In the third video clip, the leadership of the union temporarily lose control of the meeting, as a speaker from the floor raises the issue of how much money Don Pepe and his colleagues make personally from their role in organising the zafra (harvest). The clip begins with Don Pepe assuring the meeting that he himself makes nothing ("nada"). His persecutor expresses a certain scepticism about this claim, so he proceeds to elaborate. The questioner then asks which members of the union committee are salaried employees paid for their work. Don Pepe lists the individuals who receive a salary, referring to them by their nicknames. This leads him into further difficulties, since the questioner then raises the subject of the union's chemist ("el químico").
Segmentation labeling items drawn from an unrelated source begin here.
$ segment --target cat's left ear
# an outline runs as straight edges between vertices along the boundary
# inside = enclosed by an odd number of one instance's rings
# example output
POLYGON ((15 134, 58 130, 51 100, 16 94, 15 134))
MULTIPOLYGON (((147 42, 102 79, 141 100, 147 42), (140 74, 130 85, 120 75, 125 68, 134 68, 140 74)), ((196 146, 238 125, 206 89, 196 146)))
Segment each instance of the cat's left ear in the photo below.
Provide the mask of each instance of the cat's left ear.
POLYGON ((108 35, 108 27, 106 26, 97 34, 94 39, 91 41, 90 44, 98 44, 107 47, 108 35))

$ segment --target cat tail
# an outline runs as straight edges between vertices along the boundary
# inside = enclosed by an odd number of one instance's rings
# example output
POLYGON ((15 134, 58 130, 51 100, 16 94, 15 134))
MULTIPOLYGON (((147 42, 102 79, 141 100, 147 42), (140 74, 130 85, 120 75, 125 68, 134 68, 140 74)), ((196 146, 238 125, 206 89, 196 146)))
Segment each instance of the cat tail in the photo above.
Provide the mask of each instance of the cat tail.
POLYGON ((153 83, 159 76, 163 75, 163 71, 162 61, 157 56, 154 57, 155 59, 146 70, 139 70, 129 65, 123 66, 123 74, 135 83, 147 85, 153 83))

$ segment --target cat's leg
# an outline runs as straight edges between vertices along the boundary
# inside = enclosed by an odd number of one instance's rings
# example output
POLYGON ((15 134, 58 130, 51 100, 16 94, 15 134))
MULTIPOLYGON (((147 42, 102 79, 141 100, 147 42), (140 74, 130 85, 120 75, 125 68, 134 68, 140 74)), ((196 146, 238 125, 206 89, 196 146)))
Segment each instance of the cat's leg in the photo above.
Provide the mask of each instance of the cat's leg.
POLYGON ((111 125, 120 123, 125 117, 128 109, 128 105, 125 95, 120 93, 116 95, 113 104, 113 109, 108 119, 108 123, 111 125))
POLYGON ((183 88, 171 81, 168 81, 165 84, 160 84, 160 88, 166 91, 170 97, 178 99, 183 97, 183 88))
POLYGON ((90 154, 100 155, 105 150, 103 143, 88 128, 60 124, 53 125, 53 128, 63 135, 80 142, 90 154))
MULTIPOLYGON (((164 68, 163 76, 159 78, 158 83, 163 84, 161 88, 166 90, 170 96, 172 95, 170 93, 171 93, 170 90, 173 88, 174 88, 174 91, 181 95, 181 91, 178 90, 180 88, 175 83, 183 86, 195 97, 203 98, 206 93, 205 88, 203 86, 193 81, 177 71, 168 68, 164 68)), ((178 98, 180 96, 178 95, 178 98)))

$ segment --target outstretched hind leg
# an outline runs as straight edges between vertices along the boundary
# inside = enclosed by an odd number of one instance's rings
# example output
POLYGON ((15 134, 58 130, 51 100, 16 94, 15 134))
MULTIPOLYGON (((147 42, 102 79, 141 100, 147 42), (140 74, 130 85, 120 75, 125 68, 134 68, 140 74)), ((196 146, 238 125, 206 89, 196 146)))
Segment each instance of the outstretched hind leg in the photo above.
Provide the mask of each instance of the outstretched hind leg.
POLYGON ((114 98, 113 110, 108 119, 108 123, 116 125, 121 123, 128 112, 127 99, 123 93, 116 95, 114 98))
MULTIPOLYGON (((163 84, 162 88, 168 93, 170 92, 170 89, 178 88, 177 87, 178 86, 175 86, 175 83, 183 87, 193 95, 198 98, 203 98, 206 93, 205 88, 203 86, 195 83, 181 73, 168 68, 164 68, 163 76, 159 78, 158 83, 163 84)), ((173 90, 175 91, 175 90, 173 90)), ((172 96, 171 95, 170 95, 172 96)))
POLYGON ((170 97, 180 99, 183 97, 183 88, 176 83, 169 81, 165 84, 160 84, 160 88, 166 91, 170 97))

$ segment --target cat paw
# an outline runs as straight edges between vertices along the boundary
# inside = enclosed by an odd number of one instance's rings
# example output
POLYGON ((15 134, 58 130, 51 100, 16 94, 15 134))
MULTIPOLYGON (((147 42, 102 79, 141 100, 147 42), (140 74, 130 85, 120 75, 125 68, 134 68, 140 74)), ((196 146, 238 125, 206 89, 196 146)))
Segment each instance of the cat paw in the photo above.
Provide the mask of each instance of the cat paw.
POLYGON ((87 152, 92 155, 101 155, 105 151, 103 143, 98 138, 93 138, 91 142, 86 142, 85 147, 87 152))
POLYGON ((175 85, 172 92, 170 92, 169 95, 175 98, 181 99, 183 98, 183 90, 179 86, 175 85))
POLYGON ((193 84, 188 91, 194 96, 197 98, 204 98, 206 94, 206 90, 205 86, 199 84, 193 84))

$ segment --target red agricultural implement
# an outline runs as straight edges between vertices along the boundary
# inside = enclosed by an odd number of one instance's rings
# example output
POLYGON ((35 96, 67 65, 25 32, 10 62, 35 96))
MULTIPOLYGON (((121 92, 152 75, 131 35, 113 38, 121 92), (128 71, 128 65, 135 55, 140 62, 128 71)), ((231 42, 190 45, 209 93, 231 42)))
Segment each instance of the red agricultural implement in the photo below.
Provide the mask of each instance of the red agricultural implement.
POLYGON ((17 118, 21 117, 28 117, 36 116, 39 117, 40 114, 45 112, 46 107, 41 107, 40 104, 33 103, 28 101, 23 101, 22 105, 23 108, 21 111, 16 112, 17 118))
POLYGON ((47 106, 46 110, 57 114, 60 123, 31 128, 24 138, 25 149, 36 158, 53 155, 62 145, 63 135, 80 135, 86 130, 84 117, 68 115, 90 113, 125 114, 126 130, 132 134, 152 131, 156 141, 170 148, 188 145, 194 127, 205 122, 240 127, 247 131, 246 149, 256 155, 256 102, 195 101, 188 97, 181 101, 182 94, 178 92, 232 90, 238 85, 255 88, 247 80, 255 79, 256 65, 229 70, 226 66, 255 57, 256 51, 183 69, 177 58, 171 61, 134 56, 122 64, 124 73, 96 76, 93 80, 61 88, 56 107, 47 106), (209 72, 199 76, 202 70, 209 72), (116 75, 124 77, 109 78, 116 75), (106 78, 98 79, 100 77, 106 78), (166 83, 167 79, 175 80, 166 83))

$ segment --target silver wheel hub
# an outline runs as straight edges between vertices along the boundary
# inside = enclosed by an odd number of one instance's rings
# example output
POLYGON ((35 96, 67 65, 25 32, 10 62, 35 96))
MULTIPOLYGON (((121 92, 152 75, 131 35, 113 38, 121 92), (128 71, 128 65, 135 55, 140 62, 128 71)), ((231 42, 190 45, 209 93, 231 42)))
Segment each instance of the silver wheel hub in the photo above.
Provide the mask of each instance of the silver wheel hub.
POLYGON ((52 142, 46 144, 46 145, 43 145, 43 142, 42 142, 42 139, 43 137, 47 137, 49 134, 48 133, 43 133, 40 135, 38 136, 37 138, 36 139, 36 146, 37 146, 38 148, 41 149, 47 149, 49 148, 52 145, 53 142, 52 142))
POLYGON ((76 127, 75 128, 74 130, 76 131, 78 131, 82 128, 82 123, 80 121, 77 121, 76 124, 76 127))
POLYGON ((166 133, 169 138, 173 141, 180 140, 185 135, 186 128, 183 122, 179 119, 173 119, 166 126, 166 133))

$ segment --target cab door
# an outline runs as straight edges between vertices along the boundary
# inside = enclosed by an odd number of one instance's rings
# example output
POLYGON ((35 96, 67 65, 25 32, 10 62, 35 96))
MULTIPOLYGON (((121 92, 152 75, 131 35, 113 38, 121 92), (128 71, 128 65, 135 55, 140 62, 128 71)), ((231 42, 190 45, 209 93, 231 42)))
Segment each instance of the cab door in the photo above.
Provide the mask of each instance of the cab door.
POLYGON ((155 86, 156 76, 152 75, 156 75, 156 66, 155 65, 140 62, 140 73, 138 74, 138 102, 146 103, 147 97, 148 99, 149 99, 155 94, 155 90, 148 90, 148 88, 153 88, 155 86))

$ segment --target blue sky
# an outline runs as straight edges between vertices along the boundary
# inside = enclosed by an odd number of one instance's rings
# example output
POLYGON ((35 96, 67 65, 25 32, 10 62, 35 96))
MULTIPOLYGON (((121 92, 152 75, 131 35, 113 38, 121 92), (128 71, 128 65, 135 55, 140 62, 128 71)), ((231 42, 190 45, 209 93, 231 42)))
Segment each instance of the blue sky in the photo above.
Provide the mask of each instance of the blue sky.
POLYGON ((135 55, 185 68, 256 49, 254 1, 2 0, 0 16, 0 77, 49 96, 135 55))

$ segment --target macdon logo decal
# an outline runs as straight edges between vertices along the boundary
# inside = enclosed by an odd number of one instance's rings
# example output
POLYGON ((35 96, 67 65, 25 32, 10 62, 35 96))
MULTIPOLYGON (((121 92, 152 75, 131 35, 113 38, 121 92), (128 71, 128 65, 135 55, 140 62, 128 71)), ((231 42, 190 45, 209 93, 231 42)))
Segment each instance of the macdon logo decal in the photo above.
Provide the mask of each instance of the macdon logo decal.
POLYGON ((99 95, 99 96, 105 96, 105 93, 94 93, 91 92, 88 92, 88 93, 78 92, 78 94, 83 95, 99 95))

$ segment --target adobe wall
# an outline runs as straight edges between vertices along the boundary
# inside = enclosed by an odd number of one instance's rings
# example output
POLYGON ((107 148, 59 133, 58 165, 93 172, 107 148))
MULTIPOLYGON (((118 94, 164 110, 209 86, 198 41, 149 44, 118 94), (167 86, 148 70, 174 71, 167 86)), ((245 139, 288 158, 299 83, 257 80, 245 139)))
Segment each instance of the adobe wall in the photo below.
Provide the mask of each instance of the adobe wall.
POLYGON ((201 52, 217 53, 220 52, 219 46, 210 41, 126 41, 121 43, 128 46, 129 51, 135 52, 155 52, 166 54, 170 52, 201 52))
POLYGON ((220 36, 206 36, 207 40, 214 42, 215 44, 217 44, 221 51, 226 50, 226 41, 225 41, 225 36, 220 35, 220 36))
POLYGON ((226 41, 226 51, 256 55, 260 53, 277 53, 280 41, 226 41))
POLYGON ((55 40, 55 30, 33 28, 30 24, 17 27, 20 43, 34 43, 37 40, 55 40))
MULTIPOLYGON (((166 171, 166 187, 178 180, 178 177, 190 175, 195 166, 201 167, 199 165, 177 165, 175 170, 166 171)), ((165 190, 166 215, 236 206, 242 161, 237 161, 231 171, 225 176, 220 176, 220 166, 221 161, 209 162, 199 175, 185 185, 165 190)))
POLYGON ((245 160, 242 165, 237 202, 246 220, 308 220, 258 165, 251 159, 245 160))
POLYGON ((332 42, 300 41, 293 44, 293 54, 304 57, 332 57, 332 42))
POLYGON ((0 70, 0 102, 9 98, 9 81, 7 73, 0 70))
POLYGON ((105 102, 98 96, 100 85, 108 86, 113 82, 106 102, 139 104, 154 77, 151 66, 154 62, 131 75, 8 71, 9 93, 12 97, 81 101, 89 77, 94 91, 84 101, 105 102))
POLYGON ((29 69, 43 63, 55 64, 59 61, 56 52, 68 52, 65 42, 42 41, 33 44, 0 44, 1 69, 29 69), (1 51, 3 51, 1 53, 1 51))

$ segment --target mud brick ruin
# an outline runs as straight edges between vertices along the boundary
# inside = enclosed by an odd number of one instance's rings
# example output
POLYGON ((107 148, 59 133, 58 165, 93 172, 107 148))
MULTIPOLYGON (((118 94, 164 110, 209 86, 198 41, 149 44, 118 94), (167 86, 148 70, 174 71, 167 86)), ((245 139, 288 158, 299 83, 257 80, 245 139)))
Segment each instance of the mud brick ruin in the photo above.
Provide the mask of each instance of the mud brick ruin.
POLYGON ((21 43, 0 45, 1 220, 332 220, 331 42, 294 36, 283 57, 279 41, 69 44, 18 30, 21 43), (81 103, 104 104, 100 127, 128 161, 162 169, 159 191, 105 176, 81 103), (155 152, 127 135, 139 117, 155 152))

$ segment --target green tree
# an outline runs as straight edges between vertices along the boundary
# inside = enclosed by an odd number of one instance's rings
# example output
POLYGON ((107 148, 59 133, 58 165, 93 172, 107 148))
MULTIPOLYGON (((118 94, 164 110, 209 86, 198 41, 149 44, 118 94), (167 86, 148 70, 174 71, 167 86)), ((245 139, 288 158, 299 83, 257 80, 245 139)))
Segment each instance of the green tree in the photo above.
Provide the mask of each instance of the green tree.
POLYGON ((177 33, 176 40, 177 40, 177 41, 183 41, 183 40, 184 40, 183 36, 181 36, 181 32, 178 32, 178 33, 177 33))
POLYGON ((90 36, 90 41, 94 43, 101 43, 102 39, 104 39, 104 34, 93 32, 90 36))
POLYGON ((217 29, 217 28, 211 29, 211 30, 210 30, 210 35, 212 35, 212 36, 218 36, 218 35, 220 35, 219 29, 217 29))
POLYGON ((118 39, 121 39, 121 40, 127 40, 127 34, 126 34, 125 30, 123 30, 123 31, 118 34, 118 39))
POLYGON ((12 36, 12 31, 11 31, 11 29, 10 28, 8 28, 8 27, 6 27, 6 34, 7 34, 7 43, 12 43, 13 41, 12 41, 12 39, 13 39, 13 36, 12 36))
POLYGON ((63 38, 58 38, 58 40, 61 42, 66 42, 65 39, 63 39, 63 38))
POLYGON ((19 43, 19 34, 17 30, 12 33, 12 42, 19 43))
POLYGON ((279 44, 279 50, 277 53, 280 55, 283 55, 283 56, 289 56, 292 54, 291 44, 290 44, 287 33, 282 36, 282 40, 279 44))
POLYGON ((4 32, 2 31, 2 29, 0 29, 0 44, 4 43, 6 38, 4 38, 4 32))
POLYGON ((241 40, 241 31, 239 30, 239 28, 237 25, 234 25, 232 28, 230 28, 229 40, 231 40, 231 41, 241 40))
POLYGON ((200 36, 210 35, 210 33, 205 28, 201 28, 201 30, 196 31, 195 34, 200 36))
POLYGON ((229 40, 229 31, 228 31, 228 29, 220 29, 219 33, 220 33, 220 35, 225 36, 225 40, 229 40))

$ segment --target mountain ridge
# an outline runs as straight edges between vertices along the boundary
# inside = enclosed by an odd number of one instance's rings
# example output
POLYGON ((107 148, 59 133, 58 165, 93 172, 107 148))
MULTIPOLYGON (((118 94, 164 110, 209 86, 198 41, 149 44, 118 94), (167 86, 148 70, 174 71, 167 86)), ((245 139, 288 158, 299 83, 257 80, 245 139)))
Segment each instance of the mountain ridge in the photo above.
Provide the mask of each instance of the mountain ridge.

The role of the chemist is to check the mill's assessment of the quality of the cane delivered and its sucrose content, to ensure that the grower receives a fair price according to the standard tariffs. There is always a suspicion on the part of growers whose can is discounted for quality defects that the chemist is being paid off by the mill management so that the mill can get the cane more cheaply. This was a commonplace accusation, and the whole attack on the leadership had an almost ritual quality, characteristic of all peasant organisations in Mexico. It did, however, reflect the fact that leaderships were frequently suborned, and corrupt practice by peasant office holders was widespread, though it reflected their role in a larger power structure in which corruption existed at all levels. The Santa Clara chemist was a particularly easy target, not simply because of his job, but also because of other aspects of his personal behaviour and character. As is generally the case, the welter of accusations did not lead to any significant result: the meeting was apparently satisfied by the cathartic experience of raising the issue, which also compensated for the majority of growers' implicit acceptance of their powerlessness to improve the returns to their labour through a strike which would probably prove ineffectual. Nevertheless, Don Pepe's group was, in fact, subsequently ousted.